Many residents upset by rising assessments

December 21, 2003|By Laura Cadiz | Laura Cadiz,SUN STAFF

The Columbia Association has released drafts of its 2005 and 2006 capital and operating budgets, which include reducing the annual property assessment rate a dime.

The budgets, which were given to the association board of directors Thursday night, call for the rate - which is based on property values and is now 73 cents per $100 of valuation assessed on 50 percent of the fair market value - to be dropped to 63 cents.

The board is scheduled to approve the 2005 budget in February, and if the new assessment rate is passed, it would mean that a homeowner with a house valued at $250,000 would pay the association $787, compared with $912 under the current charge.

The tentative reduction in the annual charge comes after east Columbia home property assessments increased an average 33.4 percent after the state reassessed values there last year, causing many homeowners to lobby the board to drop the rate or offer rebates.

Association President Maggie J. Brown told the board Thursday night that those rising assessments are one of the key factors contributing to CA having about $600,000 higher than budgeted income for 2004. That money is helping fund an estimated $5 million surplus.
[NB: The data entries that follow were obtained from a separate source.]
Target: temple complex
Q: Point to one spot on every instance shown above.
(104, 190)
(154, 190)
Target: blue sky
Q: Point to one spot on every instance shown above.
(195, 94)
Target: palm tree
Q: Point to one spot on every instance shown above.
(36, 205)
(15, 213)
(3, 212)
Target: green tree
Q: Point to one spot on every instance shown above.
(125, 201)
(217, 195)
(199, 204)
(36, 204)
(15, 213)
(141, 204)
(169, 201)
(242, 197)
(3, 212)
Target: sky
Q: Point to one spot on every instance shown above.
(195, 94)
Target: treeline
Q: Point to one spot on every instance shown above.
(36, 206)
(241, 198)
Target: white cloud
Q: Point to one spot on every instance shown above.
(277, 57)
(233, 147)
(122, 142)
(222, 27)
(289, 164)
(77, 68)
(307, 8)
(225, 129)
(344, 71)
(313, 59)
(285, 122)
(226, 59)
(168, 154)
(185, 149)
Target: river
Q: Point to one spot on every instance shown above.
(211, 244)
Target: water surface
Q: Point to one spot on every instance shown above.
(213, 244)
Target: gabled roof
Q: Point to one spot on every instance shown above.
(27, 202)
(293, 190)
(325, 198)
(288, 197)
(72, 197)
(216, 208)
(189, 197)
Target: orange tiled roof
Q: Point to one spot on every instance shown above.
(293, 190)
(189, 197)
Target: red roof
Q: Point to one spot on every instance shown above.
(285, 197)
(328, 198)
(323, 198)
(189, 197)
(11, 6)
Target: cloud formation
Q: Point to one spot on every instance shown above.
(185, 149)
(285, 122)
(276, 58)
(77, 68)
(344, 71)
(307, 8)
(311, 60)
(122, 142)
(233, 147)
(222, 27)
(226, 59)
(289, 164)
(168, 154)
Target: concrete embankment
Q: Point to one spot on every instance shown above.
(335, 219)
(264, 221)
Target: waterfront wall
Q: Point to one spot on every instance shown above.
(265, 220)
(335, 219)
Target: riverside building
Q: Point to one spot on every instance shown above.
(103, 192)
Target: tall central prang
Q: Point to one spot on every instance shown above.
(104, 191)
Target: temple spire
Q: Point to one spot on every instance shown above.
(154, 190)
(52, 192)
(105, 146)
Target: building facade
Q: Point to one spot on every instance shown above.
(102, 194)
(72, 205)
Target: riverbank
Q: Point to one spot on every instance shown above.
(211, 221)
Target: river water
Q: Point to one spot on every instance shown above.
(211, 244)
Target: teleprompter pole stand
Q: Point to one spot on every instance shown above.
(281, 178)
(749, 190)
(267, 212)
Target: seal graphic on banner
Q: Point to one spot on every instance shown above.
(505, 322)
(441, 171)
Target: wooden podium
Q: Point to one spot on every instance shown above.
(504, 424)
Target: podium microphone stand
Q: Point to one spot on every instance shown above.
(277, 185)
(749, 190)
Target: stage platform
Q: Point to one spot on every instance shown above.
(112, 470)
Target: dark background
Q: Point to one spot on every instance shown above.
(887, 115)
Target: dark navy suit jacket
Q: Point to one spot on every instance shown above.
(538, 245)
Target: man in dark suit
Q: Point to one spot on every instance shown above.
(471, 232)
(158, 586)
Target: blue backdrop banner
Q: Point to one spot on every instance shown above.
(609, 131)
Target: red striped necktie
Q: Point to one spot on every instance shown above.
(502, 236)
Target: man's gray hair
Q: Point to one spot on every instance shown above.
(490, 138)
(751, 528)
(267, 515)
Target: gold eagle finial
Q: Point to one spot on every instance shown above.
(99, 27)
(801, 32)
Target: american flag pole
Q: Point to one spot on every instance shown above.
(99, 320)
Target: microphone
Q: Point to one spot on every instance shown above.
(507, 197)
While the board has tentatively agreed to reduce the assessment rate, it voted Dec. 11 against rebating property owners $2.6 million from surplus funds from the 2003 budget. The board agreed that it didn't have enough information to determine what amount would be available for a refund.

Board Chairman Miles Coff- man said at the Thursday meeting that the board may revisit the issue with more information next month.

The Alliance for a Better Columbia, a citizens watchdog group, sent a letter to the state delegation Wednesday, claiming that the Columbia Association has "not done justice to the residents in your districts" by not rebating to property owners $8.7 million, an amount ABC believes is appropriate.

The 2005 budget anticipates $52.2 million in income with a $4.5 million surplus. For 2006, the association expects $53.4 million in income with a $5.6 million surplus.

Highlights of the capital budgets include: $1.7 million for the 2006 budget to dredge Lake Elkhorn; $750,000 in 2006 to restore the banks of the Little Patuxent River to reduce the sediment flow into Lake Kittamaqundi; $675,000 in contingency funds in 2005 for planning for a new Columbia Association headquarters; and $5.3 million in contingency funds for headquarters construction costs in 2006.

The headquarters funds are contingent on the results of a study that will examine whether the association should continue to rent its current building - the 15-year lease with the Rouse Co. expires in August 2007 - lease elsewhere or build a 30,000-square-foot office building.

This is the first year the association is attempting a biennial budget, as a pilot program. Association staff has supported the process, maintaining that the association does not need to approve a budget each year because it is not planning any significant projects in the near future.

Next month, the board will hold public hearings on the budgets. It will also conditionally approve the 2006 budget at that time.

In January 2005, a review of the 2006 budget is scheduled, when the public, board members and staff could propose changes.

In another way to address the assessment issue, the board agreed Monday that the association will meet with Del. Shane E. Pendergrass regarding two bills that she plans to file in the coming General Assembly that would change how the association functions.

In response to residents' outcry about skyrocketing Columbia Association assessment bills, Pendergrass, a Howard County Democrat, has drafted a bill that would create a 10 percent ceiling on the change in property assessment.

The other bill would allow a majority of property owners to amend the association's covenants. Now, such a move would have to be approved unanimously by all property owners.

Pendergrass said she is pleased at the board's invitation and is working to set up a meeting the week of Jan. 5.

Her bill regarding the association's covenants calls for the regulations to be changed by at least 10 percent of the property owners petitioning for an amendment, which would then have to be approved by 51 percent of those casting ballots.

Pendergrass said the numbers in that bill are not final, and she would like to come up with requirements that the association would like.

However, she said the 10 percent ceiling on the change in assessment "is a more magic number."